Private evokes a series of days in the life of an affluent Palestinian family whose home is taken hostage by Israeli soldiers who wish to use the house as a watchtower. "Shadows are not real," Mohammad (Mohammad Bakri) tells one of his children, sound fatherly advice that takes on great aesthetic and philosophical meaning when the Israelis come charging into his house in the middle of the night: Prohibited from using the upstairs part of the home, the family is confined to the shadows of their living room when the sun goes down.


Johnston, like Klaus Nomi and Robert Crumb before him, is often called an "outsider artist," a label one of the subjects from Jeff Feuerzeig’s The Devil and Daniel Johnston shuns. But Feurzeig’s documentary understands—like Andrew Horn’s The Nomi Song—that there are people like Johnston who don’t seem to live in the same space as the rest of us. Patti Smith might say that Johnston, like Nomi, hails from "a place called space."

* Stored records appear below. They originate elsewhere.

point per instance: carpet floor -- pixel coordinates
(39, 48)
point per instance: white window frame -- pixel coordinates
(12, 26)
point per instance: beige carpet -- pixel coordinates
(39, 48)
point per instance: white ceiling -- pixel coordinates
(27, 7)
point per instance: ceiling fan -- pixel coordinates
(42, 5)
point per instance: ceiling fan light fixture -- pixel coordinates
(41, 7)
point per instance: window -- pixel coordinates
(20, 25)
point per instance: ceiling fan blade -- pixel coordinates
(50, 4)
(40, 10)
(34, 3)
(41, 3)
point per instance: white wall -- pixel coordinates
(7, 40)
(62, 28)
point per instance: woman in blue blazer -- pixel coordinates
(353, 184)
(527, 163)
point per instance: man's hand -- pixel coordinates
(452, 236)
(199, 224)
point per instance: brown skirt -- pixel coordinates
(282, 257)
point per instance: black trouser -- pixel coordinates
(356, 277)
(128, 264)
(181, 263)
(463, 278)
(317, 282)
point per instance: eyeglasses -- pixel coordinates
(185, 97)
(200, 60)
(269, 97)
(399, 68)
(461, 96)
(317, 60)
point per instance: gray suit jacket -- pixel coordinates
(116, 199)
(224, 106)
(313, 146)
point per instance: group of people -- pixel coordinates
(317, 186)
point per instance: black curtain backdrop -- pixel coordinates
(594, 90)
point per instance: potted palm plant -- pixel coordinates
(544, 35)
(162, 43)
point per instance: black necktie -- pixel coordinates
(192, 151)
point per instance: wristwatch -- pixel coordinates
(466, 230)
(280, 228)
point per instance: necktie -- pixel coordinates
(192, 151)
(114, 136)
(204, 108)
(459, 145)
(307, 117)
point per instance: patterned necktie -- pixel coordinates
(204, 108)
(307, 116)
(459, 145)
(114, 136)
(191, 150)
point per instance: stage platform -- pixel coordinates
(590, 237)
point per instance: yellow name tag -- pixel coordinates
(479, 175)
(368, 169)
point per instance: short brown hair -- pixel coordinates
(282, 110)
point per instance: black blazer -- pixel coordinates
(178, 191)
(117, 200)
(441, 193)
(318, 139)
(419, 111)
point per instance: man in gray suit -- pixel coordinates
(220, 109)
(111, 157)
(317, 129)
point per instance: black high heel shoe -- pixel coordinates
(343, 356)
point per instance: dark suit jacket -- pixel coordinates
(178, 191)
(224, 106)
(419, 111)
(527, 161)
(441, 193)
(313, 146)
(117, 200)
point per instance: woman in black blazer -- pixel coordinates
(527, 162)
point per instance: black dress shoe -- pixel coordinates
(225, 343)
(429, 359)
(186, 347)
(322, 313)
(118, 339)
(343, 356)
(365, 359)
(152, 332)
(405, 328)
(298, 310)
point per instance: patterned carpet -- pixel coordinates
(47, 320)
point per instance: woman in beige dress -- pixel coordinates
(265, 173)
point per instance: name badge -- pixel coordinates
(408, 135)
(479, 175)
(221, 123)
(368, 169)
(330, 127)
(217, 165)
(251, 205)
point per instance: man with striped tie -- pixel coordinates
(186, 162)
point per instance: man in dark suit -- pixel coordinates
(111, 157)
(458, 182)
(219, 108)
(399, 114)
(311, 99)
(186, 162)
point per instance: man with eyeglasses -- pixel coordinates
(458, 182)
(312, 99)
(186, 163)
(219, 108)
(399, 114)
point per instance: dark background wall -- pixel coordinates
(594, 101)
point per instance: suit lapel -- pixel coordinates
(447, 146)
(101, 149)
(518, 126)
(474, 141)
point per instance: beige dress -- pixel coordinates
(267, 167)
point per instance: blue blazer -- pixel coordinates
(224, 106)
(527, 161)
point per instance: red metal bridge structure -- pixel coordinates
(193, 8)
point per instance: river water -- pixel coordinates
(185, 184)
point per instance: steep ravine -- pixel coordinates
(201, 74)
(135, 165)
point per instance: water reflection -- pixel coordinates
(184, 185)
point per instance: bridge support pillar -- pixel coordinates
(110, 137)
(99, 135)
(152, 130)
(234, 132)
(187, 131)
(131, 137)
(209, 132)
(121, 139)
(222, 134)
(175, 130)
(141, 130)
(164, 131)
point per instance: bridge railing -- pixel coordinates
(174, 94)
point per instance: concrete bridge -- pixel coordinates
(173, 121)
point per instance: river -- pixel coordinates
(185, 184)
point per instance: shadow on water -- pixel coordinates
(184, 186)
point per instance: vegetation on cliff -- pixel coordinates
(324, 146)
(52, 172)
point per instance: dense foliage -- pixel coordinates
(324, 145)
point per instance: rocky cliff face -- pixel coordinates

Kontroll explores a man's looming sense of isolation from the world after a serial killer begins pushing people in front of oncoming trains inside a Budapest subway. Like Pen-ek Ratanaruang's Last Life in the Universe, the film is another "chill out" production at once lovely and sinister. In much the same way that the narrative's non-stop panic lacks a social context, the lead character's disconnect from the world starves for nuance, but the boys and girls are pretty to look at and the film itself is amusing and seductively dreamy—like being at a rave and coasting on a mellow tab of X.


L'Esquive shocked audiences last month at the César Awards when it won the prize for Best Film, but what were people reacting to exactly: the fact that Abdellatif Kechiche made a better film than Les Choristes, or that L’Esquive has earned comparisons to a certain Larry Clark provocation? The film consistently teeters on the brink of tragedy but dares to end on a chipper note, a slap in the face to viewers who aren’t content with the tragedy inherent in the bad behavior of its kids.


Insofar as Nakagawa creates for his characters a world of suspended animation, the film is bound to earn comparisons to Last Life in the Universe, but while the director displays an incredible command of widescreen (for sure, his postcard shots of Okinawa are nothing short of breathtaking), the film's whimsy is more precious than magical-realist.